The reliance on "RAG tools available in the Databricks Data Intelligence Platform" suggests the team is leveraging platform-native capabilities for ensuring releases have the latest data with appropriate governance and guardrails around their output. This includes centralized model management through MLflow and secure credential handling through Azure Key Vault.
## Critical Assessment
While the case study presents a compelling architecture, there are some areas where additional details would be valuable. The text does not provide specific metrics on response quality improvements, agent productivity gains, or customer satisfaction increases. Claims that the Virtual Assistant "exceeded user expectations" are not quantified with benchmarks or survey data.
The LLM-as-a-judge approach, while innovative, has known limitations. The quality of evaluation depends heavily on the comprehensiveness of the ground truth dataset and the ability of the judge LLM to accurately assess semantic similarity and correctness. The case study acknowledges that creating ground truth requires manual validation by professionals, which can be a bottleneck for rapidly evolving documentation.
Additionally, the reliance on external LLM services like GPT-4 through Model Serving introduces dependencies on third-party availability and pricing, though the abstraction layer does provide some flexibility to switch providers.
## Platform and Technology Stack
The complete technology stack includes:
- Cloud Infrastructure: Microsoft Azure
- Data and Analytics Platform: Databricks
- Model Management and MLOps: MLflow (pyfunc models)

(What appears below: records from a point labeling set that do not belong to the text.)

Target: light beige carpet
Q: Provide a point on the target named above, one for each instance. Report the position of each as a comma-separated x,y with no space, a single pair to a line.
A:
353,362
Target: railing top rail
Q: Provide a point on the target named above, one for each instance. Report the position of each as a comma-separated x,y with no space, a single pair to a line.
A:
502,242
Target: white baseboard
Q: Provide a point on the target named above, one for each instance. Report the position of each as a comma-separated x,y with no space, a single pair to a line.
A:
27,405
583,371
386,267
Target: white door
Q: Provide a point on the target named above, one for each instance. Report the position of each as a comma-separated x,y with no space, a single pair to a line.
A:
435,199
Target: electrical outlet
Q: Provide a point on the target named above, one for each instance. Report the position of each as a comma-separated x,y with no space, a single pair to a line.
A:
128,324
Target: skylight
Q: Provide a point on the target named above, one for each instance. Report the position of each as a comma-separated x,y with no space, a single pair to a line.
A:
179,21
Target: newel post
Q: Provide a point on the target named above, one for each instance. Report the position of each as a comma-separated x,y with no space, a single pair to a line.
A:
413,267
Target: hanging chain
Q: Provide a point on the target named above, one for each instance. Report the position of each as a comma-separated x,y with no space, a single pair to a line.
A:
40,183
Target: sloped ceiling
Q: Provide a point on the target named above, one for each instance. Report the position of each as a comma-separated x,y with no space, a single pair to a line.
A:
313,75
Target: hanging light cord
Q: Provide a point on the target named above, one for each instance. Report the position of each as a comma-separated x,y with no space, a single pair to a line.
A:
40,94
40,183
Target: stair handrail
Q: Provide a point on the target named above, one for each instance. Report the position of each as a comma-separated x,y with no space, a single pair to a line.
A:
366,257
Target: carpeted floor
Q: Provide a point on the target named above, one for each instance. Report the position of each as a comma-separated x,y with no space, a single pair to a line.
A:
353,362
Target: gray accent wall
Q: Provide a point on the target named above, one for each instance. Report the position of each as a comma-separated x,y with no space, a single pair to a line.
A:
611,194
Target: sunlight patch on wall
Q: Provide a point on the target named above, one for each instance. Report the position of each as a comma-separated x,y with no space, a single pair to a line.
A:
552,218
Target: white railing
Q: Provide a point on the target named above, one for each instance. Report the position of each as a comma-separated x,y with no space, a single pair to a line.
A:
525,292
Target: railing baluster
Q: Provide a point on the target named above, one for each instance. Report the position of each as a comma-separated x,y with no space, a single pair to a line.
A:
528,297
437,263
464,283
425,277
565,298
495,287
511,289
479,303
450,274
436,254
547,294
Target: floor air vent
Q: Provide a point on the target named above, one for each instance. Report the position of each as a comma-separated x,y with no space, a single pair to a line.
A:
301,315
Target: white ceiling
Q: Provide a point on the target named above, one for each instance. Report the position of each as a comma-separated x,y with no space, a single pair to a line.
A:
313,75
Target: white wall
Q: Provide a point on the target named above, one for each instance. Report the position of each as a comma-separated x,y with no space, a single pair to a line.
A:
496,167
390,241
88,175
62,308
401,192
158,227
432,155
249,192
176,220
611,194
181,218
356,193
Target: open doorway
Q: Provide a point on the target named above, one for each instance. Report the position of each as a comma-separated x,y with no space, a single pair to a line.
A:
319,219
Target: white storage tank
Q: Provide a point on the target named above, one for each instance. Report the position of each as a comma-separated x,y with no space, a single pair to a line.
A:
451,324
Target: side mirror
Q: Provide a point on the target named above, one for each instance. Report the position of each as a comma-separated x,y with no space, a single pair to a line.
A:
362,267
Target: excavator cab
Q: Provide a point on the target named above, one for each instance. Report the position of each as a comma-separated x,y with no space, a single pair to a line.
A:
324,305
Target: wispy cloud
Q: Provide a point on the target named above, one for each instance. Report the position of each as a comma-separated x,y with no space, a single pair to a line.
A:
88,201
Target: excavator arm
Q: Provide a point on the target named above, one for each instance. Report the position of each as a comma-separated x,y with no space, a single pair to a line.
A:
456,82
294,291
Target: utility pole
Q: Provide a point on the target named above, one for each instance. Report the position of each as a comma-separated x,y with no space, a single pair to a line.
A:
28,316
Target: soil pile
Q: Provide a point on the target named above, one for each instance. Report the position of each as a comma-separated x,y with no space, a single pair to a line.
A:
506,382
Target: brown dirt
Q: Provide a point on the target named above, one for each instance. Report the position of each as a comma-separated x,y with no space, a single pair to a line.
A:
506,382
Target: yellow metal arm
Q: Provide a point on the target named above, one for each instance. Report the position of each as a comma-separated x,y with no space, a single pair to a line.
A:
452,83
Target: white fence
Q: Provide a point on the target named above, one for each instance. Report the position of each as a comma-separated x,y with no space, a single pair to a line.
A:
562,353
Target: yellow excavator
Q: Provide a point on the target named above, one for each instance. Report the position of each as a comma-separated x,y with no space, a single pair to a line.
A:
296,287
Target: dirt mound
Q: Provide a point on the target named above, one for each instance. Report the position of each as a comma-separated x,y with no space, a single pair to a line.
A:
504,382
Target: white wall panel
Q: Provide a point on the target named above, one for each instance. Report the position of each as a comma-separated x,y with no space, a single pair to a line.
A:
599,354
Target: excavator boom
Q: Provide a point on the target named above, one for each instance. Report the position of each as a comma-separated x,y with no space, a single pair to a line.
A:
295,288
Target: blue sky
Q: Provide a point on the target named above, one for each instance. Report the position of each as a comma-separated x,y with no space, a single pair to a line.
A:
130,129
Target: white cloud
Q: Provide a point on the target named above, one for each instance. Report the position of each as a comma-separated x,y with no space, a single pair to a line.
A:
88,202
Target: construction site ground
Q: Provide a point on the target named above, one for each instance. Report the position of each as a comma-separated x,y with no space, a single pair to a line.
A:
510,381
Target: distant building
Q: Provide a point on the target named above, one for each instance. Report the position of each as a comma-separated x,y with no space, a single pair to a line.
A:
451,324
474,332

- Model Serving: Databricks Mosaic AI Model Serving
- External LLMs: GPT-4 and Databricks Marketplace models
- Secret Management: Azure Key Vault
- User Interface: Microsoft Teams integration
- Deployment: Git-based CI/CD pipelines
This architecture demonstrates a pattern increasingly common in enterprise GenAI deployments: using a managed platform like Databricks for the core data and model infrastructure while integrating with enterprise collaboration tools like Microsoft Teams for the user-facing application layer.
## Conclusion
The Santalucía Seguros case study represents a well-documented example of enterprise RAG deployment with mature LLMOps practices. The key innovations are the centralized model serving layer for managing LLM access and the LLM-as-a-judge evaluation system integrated into CI/CD. These practices address real operational challenges around credential management, security, and quality assurance in a production GenAI system. While quantitative results are not provided, the architectural patterns and processes described offer valuable guidance for organizations implementing similar solutions in regulated industries like insurance.